Once the basic form of a building and the overall design strategies are determined, other specific strategies can be investigated in greater detail. Building facades are a good example of something that many architects spend a lot of detailed design attention on. In commercial buildings, the relevant building-performance issues commonly include the use of glazing to allow the admission of daylight without glare, controlling solar heat gain through treated glass and/or shading, and regulating heat transfer through opaque areas. PBD software can be used to consider alternative building-facade designs by finding the right balance between different criteria and optimizing a given facade treatment (e.g. shading devices, materiality, etc.) all by using site-specific weather data and project-specific design inputs. Further, it also allows for each facade of the building to be addressed separately so that different design solutions can be considered for each as appropriate. Altogether, this allows for optimization of the total building.

Facade Design Analysis

The design firm of Sheppard Robson uses PBD as a means to combine aesthetics and performance in innovative facade design. The design team set out to create an appropriate design aesthetic for the Bechtel House, a 322,900-square-foot office building in London. The goal for the facade was to optimize it for good energy and daylight performance while working toward high aesthetic and regulatory requirements for the project as a whole. The building mass was designed in two “blocks” with one on the north side sitting behind the one on the south side. With that basic layout determined, it came time to work out the details of refining the facade design.

Photo courtesy of Sefaira

Sheppard Robson was able to optimize the design of the building facade of the Bechtel House office building by using PBD to determine the best balance between daylight, energy use, and aesthetics.

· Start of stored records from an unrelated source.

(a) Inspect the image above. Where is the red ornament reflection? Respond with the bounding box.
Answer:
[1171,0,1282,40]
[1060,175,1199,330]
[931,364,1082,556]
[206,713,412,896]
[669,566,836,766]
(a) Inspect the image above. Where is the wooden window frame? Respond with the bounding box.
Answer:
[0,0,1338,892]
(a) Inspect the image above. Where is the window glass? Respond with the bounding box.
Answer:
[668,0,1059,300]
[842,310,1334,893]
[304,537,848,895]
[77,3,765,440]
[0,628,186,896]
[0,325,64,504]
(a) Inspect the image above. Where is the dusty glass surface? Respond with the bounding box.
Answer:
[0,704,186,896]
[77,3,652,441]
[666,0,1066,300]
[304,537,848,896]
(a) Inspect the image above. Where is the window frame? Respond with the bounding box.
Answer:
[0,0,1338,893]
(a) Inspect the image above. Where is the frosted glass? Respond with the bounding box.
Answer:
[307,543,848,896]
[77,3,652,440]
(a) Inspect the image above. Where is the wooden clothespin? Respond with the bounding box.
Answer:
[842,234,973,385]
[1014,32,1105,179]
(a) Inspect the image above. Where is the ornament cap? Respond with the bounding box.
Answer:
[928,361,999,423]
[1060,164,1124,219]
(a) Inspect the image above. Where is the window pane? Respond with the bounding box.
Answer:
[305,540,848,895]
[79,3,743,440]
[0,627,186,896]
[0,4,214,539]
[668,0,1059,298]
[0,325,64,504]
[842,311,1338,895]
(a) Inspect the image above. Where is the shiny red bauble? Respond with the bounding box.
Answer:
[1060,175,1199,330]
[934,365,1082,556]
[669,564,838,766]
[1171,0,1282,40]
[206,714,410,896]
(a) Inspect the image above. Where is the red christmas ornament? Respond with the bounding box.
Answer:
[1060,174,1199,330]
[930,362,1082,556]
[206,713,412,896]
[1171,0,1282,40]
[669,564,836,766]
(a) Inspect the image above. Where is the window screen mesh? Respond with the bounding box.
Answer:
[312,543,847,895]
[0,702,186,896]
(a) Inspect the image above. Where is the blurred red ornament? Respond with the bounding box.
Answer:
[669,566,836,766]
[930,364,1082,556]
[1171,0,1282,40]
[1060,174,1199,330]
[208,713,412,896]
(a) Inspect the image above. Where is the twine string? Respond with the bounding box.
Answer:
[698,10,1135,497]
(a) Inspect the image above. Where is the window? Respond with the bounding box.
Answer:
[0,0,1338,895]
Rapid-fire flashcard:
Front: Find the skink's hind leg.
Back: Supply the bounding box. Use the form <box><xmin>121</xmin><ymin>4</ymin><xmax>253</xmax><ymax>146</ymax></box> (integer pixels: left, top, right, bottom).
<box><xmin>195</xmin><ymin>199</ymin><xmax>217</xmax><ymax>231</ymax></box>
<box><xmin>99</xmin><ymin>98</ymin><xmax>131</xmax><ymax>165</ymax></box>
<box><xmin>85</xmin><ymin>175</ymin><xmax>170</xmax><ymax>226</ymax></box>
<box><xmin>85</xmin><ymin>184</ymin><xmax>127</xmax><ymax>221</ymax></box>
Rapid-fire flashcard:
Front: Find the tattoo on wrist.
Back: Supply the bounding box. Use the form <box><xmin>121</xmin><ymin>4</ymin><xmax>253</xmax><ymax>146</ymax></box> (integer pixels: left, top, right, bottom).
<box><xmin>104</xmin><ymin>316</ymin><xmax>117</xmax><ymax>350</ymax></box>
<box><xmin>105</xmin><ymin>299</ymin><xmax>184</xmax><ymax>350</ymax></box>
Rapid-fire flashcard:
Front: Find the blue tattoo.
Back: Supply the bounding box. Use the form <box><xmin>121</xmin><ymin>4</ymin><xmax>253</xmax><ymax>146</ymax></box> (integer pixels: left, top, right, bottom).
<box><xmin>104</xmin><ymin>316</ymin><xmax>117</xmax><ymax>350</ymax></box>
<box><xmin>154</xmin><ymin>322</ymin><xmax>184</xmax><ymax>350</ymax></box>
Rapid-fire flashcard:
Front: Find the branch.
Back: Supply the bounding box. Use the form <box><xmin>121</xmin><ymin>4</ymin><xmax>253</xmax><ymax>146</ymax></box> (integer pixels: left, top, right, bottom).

The team started by focusing its attention on the south block, as it suffered from more solar heat gain exposure than the north block. They created simple 3-D computer model variations of the south block, starting the PBD analysis on a fully glazed base case, then testing options with reduced glazing ratios. By comparing energy use, cooling loads, and daylight levels, the team settled on an option with the optimum glazing ratio before any shading was added. Then, using real-time analysis in PBD, Sheppard Robson was able to understand the impact of different types and depths of shading systems, starting with about 20 different options. These included 0.5 meter horizontal projections, 0.5 meter vertical projections, a combination of 0.5 meter horizontal and vertical projections, and a 1.0 meter horizontal projection. Investigating even further, the team also tested a tapered vertical fin, a tapered vertical fin with double horizontal shading, and double-height chamfered panels. After reviewing and analyzing the results, the team found the most effective strategies for reducing cooling, energy use, and unwanted southern solar gains were an optimized tapered vertical fin, a tapered vertical fin plus two horizontal projections, and the double-height chamfered fins. More specifically, it found that the optimized tapered vertical shading device worked best for the north facade, and the tapered fin plus two horizontal projections was best for the south facade.

Photo courtesy of Sefaira

Different shading strategies on the facade of the Bechtel House in London were analyzed and compared for both performance and aesthetics then optimized accordingly.

Of course, all of this facade refinement also needed to take into account other design elements, such as the interior ceiling heights and the location of mechanical systems. Therefore, the design team appropriately compared the use of a traditional suspended acoustical ceiling with concealed ductwork against a chilled beam system that used an exposed soffit for its air delivery system. Sun path diagrams were then developed within the PBD model to understand how these different HVAC systems would look, interact with the facades, and affect daylight levels within the interior spaces. By comparing the impact on daylight penetration in this way, a total, coordinated understanding of the building performance could be determined in more detail. Based on this work, the design team selected the chilled beam and exposed soffit option, opening up sightlines to the sky and allowing daylight deeper into the room. It was also determined that window-sill heights that matched desk heights would not impede daylight levels or views and would provide more insulated wall area than a full glazing option. Therefore, that approach became a part of the final design as well.